Nutraloaf, the punitive food that prisoners argue violates their constititional rights.

Can it be "cruel and unusual" to serve a prisoner nothing but a nutrition loaf? Maybe you don't think the answer depends on how bad it tastes, but in case you do, here's Arin Greenwood taste test. He cooks up the Illinois, Vermont, and 2 versions of the California nutraloaves and swerves serves them to a bunch of "friends and relatives" (half of them lawyers):
I picked some off my plate with my fingers. It tasted a bit like vegetarian chili. Not bad. My cousin Steve, a mortgage broker who had sampled the California loaf with meat, disagreed. "It's what you imagine Alpo tastes like," he said. Lori said she liked it and said she'd even consider making it again, though she'd use more spices. Lee, a lawyer and her husband, asked her not to....

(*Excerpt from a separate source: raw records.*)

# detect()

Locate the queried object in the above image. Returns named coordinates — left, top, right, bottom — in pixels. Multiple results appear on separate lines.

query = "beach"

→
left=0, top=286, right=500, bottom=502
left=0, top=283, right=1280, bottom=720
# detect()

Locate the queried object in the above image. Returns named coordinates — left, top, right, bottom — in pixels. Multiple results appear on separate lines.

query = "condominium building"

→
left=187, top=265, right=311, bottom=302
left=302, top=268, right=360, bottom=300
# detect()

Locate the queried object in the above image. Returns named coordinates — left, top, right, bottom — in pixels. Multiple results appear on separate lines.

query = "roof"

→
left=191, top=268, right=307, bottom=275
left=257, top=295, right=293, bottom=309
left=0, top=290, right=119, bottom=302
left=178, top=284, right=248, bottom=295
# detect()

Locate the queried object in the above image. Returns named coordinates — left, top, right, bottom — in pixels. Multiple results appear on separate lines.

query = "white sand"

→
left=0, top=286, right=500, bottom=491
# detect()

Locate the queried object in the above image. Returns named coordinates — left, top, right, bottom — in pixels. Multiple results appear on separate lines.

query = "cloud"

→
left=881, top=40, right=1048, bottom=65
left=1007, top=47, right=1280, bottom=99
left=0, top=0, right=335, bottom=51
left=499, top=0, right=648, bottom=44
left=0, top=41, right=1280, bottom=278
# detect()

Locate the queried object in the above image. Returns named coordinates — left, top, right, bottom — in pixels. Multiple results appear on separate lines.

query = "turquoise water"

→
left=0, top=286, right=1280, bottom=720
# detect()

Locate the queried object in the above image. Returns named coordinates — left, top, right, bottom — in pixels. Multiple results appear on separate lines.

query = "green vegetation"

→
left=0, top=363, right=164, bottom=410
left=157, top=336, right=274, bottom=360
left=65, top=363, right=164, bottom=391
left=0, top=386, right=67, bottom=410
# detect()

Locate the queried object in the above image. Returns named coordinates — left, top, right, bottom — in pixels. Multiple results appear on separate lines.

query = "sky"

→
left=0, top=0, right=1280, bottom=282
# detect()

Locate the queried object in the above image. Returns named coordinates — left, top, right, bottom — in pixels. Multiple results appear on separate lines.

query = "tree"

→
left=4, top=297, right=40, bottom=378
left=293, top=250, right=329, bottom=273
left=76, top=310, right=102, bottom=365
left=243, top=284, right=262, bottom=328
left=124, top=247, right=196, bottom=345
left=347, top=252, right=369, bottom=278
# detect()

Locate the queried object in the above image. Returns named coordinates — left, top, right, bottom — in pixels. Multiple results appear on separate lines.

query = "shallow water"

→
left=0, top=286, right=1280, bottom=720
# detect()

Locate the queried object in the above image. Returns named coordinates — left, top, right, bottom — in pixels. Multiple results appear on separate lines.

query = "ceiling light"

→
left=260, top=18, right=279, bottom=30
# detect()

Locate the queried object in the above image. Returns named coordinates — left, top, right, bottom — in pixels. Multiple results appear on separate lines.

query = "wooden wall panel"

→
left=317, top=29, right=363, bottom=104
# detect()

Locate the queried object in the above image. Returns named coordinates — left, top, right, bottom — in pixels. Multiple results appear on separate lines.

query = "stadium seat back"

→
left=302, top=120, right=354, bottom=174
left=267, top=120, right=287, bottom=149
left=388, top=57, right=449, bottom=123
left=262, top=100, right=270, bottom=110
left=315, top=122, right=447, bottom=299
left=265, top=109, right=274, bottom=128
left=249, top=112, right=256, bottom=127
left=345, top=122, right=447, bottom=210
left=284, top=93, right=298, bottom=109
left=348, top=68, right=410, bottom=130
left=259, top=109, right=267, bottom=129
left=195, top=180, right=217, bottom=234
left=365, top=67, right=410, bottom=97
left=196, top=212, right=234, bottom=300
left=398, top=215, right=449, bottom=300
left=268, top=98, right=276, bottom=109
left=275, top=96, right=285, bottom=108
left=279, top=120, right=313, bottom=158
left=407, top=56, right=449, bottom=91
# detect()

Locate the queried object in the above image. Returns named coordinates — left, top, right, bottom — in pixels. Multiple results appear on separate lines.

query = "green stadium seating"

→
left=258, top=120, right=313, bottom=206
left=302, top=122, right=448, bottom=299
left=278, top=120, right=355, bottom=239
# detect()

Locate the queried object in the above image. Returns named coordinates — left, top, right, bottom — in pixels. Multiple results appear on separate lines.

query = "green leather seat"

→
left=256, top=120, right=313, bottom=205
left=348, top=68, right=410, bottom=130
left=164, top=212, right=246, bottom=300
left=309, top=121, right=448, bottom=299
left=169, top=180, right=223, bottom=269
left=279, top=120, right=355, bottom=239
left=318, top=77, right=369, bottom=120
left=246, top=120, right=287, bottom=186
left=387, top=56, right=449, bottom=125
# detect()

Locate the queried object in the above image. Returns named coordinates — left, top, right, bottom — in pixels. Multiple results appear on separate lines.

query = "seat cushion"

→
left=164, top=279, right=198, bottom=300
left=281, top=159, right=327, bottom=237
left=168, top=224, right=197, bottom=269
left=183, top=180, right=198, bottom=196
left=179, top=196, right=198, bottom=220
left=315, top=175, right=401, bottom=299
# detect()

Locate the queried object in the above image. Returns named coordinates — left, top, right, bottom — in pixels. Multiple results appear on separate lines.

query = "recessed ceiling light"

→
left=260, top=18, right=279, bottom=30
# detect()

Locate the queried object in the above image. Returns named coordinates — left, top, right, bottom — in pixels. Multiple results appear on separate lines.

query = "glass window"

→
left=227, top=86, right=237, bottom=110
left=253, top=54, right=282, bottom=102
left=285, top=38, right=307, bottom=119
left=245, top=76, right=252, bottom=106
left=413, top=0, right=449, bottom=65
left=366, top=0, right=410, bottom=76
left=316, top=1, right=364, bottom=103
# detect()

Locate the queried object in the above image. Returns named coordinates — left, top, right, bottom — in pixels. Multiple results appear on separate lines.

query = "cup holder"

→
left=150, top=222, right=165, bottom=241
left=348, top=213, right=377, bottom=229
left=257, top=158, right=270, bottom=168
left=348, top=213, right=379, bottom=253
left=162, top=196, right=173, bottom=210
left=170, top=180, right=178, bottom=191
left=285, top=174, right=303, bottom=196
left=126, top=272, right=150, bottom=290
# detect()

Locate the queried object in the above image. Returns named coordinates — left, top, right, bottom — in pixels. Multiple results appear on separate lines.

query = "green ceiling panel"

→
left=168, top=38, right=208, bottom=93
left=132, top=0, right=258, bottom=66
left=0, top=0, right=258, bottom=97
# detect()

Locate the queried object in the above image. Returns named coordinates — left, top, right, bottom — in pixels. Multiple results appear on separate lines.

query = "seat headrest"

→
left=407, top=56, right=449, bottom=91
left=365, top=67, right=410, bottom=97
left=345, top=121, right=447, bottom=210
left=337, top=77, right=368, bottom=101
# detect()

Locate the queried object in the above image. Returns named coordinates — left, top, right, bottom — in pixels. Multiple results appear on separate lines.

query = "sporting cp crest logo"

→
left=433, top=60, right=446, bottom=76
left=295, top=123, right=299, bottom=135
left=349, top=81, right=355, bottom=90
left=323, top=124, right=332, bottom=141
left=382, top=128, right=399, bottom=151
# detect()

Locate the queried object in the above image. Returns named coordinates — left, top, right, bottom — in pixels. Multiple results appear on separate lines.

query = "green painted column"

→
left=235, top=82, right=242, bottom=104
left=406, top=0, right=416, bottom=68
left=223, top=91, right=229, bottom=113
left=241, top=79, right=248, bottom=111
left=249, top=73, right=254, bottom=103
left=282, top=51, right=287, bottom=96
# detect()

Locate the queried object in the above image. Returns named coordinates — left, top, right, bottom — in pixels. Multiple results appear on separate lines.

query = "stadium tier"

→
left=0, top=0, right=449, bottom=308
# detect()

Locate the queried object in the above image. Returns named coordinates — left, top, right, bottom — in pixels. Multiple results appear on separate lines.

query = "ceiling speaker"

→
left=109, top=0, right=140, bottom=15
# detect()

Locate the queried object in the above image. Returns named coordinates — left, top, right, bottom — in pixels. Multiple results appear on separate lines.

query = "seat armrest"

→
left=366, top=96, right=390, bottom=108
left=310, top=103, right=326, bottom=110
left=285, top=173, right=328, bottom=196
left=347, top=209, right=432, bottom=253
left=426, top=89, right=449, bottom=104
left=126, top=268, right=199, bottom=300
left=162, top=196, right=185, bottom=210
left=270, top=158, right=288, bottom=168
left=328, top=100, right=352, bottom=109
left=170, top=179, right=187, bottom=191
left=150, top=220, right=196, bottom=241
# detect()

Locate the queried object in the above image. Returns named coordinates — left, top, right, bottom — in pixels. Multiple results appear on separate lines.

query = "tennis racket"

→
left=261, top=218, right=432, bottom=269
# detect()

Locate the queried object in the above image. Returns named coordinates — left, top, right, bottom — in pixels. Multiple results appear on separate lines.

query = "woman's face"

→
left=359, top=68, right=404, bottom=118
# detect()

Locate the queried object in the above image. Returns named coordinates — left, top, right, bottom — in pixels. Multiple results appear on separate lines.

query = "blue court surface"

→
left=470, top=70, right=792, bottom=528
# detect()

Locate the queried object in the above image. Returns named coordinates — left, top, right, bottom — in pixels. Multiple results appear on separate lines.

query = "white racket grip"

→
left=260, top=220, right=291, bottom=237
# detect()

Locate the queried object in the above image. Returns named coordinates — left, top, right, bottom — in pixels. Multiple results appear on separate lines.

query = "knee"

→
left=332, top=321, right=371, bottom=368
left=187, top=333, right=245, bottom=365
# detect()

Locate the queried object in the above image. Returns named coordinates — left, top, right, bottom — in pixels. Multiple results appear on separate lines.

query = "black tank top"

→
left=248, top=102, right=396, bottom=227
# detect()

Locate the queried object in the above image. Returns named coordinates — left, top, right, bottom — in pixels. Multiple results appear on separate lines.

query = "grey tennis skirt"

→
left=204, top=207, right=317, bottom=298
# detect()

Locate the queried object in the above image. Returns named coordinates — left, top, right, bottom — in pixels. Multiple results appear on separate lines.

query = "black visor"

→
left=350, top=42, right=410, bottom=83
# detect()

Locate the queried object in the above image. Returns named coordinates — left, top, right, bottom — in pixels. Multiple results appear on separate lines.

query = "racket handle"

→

As the night went on, and wine washed away the taste of loaves, we discussed the Eighth Amendment and how bad food would actually have to be in order to be unconstitutional....
This was an okay article — good enough to blog — but I'd much rather see this material in the form of a film documentary. There is a dimension here — the social setting and attitudes of Washington lawyers and others — that seems fascinating, but that Greenwood barely lets us glimpse. How did they really talk about law and prison and their own fussy tastes?

UPDATE: Uh-oh:
[T]he arts and culture writers at The Onion's A.V. Club did this same stunt last April!

The A.V. Club story of the Nutraloaf stunt is more entertaining, because it has more unappetizing photos and even a little video! ... They all agreed that it was gross, so this Slate version could've been much more Slate-y if they'd decided it was actually delicious.